The figure above explains the parameters used in `configuration.py`

## RPN's output

![](images/rpn_head.svg)

1. FPN generate 4 feature maps from a image
2. For one feature map say p3(64\*64), take each pixel(of the feature map) as the centre of an anchor box. 
3. There are a total of $(64*64)*3*2 = 24576$ proposals arranged in shape $(3, 2, 64, 64)$, in which 2 means the score for foreground/background. Flatten it on the pixels' dimension gives the tensor $(B, N, 2)$, in which `B` is batch size, `N` will be calculated:
4. All 4 feature maps have a total of $(16*16*3 + 32*32*3 + 64*64*3 + 128*128*3) = 65280$ anchor boxes for foreground and background, so the final return size for RPN layer is $(B, 65280, 2)$. Let's check it out:

In [1]:
import sys
sys.path.append("..")
import torch
from configuration import Configuration
from net.layer.rpn.rpn_head import RpnMultiHead

In [2]:
cfg = Configuration()
# set anchor boxes to our example above
aspect = lambda s, r: (s * 1 / r ** 0.5, s * r ** 0.5)
cfg.rpn_base_aspect_ratios = [
           [(1,1), aspect(2**0.5,2), aspect(2**0.5,0.5),],
           [(1,1), aspect(2**0.5,2), aspect(2**0.5,0.5),],
           [(1,1), aspect(2**0.5,2), aspect(2**0.5,0.5),],
           [(1,1), aspect(2**0.5,2), aspect(2**0.5,0.5),],
        ]

# input features, the batch size is set to 5, channels of each feature map is 256
p2 = torch.randn(5, 256, 128, 128)
p3 = torch.randn(5, 256, 64, 64)
p4 = torch.randn(5, 256, 32, 32)
p5 = torch.randn(5, 256, 16, 16)
fs = [p2, p3, p4, p5]
# init RPN head
net = RpnMultiHead(cfg, 256)

In [3]:
logits_flat, deltas_flat = net(fs)
print(logits_flat.size(), deltas_flat.size())

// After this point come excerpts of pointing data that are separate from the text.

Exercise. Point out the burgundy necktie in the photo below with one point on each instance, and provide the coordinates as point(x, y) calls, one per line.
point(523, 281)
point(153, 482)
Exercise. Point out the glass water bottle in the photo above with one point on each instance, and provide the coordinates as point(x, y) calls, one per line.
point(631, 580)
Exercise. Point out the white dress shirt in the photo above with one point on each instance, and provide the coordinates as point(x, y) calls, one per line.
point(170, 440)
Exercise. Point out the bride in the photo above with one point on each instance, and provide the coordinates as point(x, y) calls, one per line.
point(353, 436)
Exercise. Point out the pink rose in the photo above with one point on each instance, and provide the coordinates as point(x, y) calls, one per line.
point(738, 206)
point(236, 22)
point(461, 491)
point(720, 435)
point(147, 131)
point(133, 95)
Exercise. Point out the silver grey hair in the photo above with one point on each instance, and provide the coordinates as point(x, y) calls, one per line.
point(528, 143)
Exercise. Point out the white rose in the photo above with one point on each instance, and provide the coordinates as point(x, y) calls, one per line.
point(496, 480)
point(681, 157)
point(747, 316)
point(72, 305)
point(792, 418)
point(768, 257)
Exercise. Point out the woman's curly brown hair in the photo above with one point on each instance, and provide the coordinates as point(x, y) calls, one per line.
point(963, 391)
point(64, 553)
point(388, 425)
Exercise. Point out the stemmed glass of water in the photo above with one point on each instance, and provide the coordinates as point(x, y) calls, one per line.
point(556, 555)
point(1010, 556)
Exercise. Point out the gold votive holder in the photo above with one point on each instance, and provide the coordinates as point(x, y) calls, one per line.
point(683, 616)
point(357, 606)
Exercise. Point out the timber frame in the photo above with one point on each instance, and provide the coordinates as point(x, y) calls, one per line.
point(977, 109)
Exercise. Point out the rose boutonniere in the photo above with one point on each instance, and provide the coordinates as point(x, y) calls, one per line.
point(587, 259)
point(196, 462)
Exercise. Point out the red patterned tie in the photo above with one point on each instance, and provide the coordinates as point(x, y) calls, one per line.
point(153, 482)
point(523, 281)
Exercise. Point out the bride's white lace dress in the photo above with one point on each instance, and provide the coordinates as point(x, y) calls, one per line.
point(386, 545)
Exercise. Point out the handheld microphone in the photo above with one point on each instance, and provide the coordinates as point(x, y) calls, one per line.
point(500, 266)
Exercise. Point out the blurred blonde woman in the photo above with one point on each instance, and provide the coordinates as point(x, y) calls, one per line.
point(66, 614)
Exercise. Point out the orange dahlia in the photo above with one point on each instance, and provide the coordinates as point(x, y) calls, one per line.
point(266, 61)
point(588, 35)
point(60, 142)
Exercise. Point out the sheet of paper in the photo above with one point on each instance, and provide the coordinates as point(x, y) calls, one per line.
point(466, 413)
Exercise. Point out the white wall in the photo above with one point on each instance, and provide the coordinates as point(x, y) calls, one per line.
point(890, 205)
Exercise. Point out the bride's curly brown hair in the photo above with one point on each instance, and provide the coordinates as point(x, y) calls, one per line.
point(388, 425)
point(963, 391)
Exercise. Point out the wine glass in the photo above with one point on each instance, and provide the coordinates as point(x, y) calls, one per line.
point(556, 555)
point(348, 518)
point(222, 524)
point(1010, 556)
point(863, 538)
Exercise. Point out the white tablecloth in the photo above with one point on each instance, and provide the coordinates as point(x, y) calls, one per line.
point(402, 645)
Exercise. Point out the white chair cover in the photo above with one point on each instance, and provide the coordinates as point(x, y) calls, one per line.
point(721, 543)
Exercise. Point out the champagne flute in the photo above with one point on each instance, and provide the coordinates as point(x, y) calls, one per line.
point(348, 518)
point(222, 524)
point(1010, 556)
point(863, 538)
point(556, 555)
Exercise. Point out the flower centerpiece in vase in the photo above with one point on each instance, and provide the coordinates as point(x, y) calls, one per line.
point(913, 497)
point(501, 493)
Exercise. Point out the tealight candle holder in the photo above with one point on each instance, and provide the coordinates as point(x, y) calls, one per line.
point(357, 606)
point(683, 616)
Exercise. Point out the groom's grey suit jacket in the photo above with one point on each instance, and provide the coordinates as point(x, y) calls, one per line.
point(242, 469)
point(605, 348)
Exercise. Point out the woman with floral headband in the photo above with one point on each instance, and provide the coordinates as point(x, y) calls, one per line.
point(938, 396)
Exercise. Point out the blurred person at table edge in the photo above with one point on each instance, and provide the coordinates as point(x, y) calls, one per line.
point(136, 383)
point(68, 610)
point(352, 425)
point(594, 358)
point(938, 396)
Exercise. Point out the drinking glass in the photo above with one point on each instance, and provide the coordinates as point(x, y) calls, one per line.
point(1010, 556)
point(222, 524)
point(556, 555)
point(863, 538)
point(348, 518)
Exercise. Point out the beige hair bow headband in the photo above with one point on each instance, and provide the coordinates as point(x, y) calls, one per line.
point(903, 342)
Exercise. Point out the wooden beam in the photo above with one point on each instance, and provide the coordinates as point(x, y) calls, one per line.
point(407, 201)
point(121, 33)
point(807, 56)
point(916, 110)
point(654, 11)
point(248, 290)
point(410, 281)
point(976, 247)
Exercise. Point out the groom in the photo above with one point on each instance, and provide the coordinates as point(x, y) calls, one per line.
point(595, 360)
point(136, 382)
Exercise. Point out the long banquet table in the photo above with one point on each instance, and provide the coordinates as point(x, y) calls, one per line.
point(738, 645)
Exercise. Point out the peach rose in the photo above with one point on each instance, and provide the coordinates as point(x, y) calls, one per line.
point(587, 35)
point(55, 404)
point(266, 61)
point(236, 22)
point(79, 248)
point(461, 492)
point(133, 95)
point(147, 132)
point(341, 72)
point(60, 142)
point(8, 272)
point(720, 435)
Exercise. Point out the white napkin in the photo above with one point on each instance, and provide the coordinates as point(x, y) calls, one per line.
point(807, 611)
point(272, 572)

torch.Size([5, 65280, 2]) torch.Size([5, 65280, 2, 4])


RPN layer has 2 branches, one gives the score for foreground/background for each anchor box, another gives the box regression parameters, which is used to reshape each anchor box to fit the instance better. There are 4 parameters to refine the anchor box, so we have output tensor of size $(B, 65280, 2, 4)$ 

So this is the base idea behind RPN layer, which is probably the most complicated layer in mask rcnn.

## RPN Train/Test Process

![](images/rpn.svg)

1. Get features from FPN
2. Get rpn output: logits and deltas
3. Make targets for training from `rpn_target.py`
4. Do nms to get rpn proposals, which is in `nms.py`

## RCNN Train/Test Process

![](images/rcnn.svg)

The train/test process for rcnn is not much different from RPN except for:

1. RCNN use cropped features by roi-align layer. The crop size is decided by rpn proposals
2. RCNN proposals for training are re-sampled, with balanced positive/negative samples
3. RCNN predict class label for each proposal

## MASK Train/Test Process

![](images/mask.svg)

The train/test process for mask head is not much different from RPN and RCNN except for:

1. Mask head predicts per-pixel probability mask for each class, so it's output is (B, mask_size, mask_size)
2. The target for mask size is cropped from truth box and truch instance, which may not the same size as mask_size, so we need to resize the cropped instance into mask_size.